It’s my birthday and I’ll have chemo if I want to…

“…chemo if I want to, chemo if I want to. You would have chemo too if it happened to you…” No? Not so catchy?

Well, tomorrow is my 32nd birthday and, you guessed it, today I’m having chemo #2. I started writing this when I thought my chemo was actually on my birthday as, yet again, I lost count of the days somewhere. I was supposed to have my chemo nearly 2 weeks ago but my white blood cells have been so low that they been unable to proceed with my next treatment.

For those of you who like numbers, your white blood count (WBC) should be around 5,000 to 10,000. Below 1,000 you are deemed an infection risk and can’t have chemo. Mine were 300 for nearly four weeks. This meant that twice in a week I arranged for someone to look after Milla all day, packed my Chemo Survival Kit (more on this later) and headed to the hospital for 8.30 am, only to be sent home after 3 hours of blood tests and waiting. The second time I got sent home they just told me to come back over a week later, as I think the nurses felt bad about me trekking in every 3 days.

In the meanwhile I had my next hormone implant, which hurt like a b*stard. The hormone implant is injected down a very wide bore needle so it chafes somewhat when they put it in. The first time I had it the nurse said “You know we always say ‘sharp scratch’? Well this is worse than that.” I meant to film it but forgot so here’s a picture I found online that compares the zoladex implant needle (left) to a normal needle (right). Massive, right? The implant is now giving me a weird reaction on my legs. It’s not painful but I’m covered in tiny bumps so I look like I’ve got the lurgy, when really it’s just cancer. Haha. Sorry, not funny.

Zoladex wide bore needle vs a normal needle — weird skin reaction

I’ve been for a wig fitting since I last wrote, which was fun, and had both my mother-in-law and mother to stay which was also (mostly) fun but not much else is going on. I kept clearing the decks of my calendar as I was expecting to be having chemo and then having nothing on as I cancelled everything. Also, because of my low WBC, I’ve been told to avoid crowds and public transport so my usual fall back of baby groups was kiboshed.

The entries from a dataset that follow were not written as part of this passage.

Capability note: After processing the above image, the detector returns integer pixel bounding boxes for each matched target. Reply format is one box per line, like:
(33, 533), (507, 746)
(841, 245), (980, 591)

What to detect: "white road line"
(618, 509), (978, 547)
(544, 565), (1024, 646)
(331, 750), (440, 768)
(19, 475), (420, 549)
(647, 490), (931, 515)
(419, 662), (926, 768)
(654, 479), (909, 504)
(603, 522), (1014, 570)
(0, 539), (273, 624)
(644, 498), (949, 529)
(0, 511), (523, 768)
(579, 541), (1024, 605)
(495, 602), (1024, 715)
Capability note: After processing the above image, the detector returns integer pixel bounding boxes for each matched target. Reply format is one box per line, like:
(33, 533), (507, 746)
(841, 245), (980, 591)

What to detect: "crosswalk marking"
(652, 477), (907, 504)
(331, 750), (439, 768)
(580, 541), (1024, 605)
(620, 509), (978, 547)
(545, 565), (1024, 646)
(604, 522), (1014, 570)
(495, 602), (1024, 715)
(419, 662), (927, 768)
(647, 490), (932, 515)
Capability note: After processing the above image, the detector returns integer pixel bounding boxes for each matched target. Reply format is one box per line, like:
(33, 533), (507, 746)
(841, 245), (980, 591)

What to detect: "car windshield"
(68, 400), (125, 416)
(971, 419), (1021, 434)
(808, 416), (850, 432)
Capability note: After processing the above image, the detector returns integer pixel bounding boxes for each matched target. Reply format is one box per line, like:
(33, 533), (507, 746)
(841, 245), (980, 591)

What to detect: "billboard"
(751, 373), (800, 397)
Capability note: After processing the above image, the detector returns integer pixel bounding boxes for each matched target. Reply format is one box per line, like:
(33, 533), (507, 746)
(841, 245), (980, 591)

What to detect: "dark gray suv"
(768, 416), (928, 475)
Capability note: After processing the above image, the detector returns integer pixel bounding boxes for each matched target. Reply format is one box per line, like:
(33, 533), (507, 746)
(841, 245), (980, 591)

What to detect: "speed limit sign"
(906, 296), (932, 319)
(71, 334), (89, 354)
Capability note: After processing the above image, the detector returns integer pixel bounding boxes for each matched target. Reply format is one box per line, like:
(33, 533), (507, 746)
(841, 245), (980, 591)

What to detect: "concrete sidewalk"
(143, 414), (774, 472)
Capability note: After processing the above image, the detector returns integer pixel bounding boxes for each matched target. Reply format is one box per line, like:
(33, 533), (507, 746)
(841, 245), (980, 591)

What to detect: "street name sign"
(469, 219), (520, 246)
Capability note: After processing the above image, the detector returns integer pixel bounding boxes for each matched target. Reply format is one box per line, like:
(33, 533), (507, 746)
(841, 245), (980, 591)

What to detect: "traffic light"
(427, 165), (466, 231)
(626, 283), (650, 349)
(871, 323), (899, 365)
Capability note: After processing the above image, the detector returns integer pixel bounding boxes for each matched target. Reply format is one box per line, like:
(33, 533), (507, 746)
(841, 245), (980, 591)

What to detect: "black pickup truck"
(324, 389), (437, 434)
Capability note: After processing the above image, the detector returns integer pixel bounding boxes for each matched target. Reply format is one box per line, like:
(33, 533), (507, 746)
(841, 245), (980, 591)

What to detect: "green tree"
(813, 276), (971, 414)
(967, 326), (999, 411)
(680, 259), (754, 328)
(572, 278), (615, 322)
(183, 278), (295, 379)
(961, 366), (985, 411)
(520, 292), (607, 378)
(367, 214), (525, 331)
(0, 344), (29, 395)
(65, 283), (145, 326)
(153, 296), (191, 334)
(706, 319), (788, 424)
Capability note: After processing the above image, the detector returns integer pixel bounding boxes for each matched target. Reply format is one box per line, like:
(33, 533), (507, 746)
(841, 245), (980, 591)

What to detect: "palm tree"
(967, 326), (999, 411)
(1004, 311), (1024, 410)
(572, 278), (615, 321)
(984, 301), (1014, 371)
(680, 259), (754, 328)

I’m feeling pretty useless at the moment. Like the world is passing me by. I’ve been off work for nearly a year now as I had Milla, and I think I’d be really ready to go back to work in a month or two. Instead I’m actually looking at another long stretch off work. But not the much-fantasised-about sabbatical that we all think about on a crappy Tuesday, just more doing nothing. Only without hair and feeling a bit tired and sick.

I dunno, just feeling a bit sorry for myself some days, I suppose. It’s not like I’m scrubbing floors in servitude every day, I get to hang out with my favourite person in the world. It’s just she’s pretty short on conversation. And her favourite thing is eating grass, so the number of stimulating past times are limited.

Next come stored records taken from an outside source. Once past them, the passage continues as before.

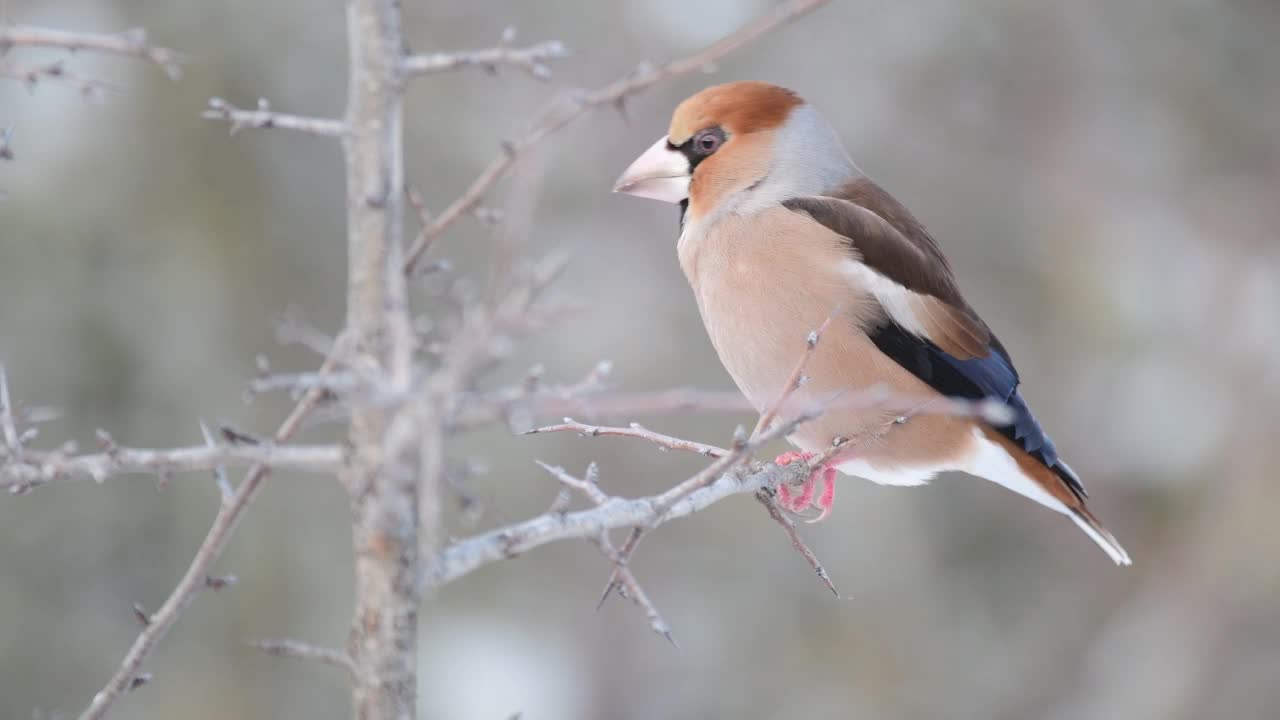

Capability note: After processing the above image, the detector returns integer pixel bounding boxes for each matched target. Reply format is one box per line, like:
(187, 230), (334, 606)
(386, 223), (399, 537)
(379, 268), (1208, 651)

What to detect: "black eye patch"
(667, 127), (726, 172)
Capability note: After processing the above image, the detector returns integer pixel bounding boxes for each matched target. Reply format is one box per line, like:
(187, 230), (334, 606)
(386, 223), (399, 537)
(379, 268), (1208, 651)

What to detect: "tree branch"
(200, 97), (347, 137)
(248, 639), (356, 678)
(0, 435), (343, 495)
(406, 0), (827, 272)
(0, 26), (183, 79)
(428, 462), (809, 587)
(342, 0), (424, 720)
(404, 27), (570, 81)
(79, 342), (342, 720)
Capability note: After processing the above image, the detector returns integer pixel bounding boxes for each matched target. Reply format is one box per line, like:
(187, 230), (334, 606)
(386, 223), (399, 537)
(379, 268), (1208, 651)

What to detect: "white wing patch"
(841, 260), (925, 337)
(836, 459), (938, 487)
(841, 260), (991, 360)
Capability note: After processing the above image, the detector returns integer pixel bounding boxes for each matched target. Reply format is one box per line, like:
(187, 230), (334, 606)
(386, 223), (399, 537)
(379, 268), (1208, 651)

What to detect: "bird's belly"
(699, 266), (972, 474)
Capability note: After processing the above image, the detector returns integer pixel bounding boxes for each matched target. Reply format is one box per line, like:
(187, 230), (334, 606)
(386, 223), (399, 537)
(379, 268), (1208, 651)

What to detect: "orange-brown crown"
(667, 81), (804, 145)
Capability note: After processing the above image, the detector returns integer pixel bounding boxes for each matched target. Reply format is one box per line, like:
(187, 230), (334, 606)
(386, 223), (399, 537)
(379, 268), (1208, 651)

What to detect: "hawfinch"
(614, 82), (1130, 565)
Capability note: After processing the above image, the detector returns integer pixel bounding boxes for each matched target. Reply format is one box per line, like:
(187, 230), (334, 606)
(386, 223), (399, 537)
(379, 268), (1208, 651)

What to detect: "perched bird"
(614, 82), (1130, 565)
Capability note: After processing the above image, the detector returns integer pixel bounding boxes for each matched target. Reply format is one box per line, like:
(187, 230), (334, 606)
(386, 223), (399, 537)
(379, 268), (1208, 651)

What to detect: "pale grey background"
(0, 0), (1280, 720)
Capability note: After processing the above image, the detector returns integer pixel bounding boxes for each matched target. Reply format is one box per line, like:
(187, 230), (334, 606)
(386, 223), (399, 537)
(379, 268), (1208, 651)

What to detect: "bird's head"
(613, 81), (856, 218)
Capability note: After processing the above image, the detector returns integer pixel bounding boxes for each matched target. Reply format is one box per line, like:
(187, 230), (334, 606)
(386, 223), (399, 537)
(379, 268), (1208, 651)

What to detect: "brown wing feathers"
(783, 178), (992, 359)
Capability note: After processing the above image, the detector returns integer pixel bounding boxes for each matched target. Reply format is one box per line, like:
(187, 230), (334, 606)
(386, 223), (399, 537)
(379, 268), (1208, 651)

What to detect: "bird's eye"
(694, 128), (724, 155)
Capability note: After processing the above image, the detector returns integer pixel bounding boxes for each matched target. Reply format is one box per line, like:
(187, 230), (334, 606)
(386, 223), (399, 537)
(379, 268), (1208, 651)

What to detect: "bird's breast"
(680, 208), (883, 409)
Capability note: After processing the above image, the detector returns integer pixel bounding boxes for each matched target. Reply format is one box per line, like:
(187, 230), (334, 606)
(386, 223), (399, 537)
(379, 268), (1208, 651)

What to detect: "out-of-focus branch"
(0, 60), (115, 100)
(0, 435), (343, 493)
(342, 0), (425, 720)
(79, 342), (343, 720)
(404, 27), (570, 81)
(200, 97), (347, 137)
(428, 453), (809, 587)
(0, 26), (183, 79)
(248, 639), (356, 676)
(525, 418), (728, 457)
(406, 0), (828, 272)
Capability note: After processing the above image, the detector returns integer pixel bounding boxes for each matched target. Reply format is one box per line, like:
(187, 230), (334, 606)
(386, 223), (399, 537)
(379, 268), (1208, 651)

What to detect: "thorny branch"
(0, 26), (183, 79)
(0, 0), (860, 720)
(77, 343), (342, 720)
(404, 27), (570, 81)
(248, 639), (356, 676)
(200, 97), (347, 137)
(0, 427), (343, 495)
(406, 0), (828, 272)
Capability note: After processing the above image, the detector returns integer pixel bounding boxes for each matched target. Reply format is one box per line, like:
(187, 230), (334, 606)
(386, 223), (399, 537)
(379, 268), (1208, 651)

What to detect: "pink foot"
(773, 451), (836, 523)
(805, 465), (836, 523)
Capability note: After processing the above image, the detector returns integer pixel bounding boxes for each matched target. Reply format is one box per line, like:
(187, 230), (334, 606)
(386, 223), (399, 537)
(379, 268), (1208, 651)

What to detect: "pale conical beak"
(613, 136), (689, 202)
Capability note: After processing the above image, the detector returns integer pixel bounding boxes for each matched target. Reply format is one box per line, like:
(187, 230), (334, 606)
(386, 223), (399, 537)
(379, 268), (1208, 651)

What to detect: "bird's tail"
(966, 427), (1133, 565)
(1070, 502), (1133, 565)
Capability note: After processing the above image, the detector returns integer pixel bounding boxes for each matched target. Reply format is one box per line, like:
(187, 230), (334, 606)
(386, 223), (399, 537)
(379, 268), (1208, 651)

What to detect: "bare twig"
(524, 418), (728, 457)
(79, 342), (342, 720)
(751, 306), (840, 437)
(755, 488), (840, 597)
(0, 435), (343, 493)
(0, 60), (119, 100)
(200, 421), (236, 505)
(406, 0), (827, 272)
(428, 450), (808, 587)
(200, 97), (347, 137)
(248, 639), (356, 676)
(404, 27), (570, 81)
(538, 461), (676, 644)
(588, 532), (678, 647)
(0, 26), (183, 79)
(342, 0), (419, 720)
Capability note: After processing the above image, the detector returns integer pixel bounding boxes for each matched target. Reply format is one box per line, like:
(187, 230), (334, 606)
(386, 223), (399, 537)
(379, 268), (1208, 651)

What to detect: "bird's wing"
(783, 178), (1085, 498)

As my mother was visiting recently, my husband and I went out on our first date night since the baby and shared a whole bottle of wine and had a dessert. It was great even though we were home by 5 to 10. Who am I kidding, it was great because we were home by 5 to 10. The night was only slightly dented by the fact that I was wearing a headscarf but I think I looked more like an extra from Almost Famous, rather than Someone With Cancer, so that’s something I guess.

Check me out after dark!

I’ve also had to go to the dentist to check on an impending root canal. Dental work can be risky when you’re having chemo, so it all has to be cleared by your oncologist first. I can’t really bite on my left side though, so I think I’ll have it if I’m allowed. Apparently it’s quite common during chemotherapy for underlying dental problems to become, well, overlying (probably not a word). Just another excellent added extra to cancer.

So today was more injections, more anti-sickness meds and this time they sent me home with a box of injections. Down side: I’ll need to self-administer injections for the next week. Up side: I get my own personal sharps bin. Woot.

The chemo gets injected via a cannula in my arm, fortunately I have good veins — Netflix streaming is a bit touch and go — My own little sharps bin

That’s it I think. The rest of the week I’ll feel really hungover but not incapacitated and I’ll have Milla to look after which, although on paper is not ideal, actually helps me ignore the side effects.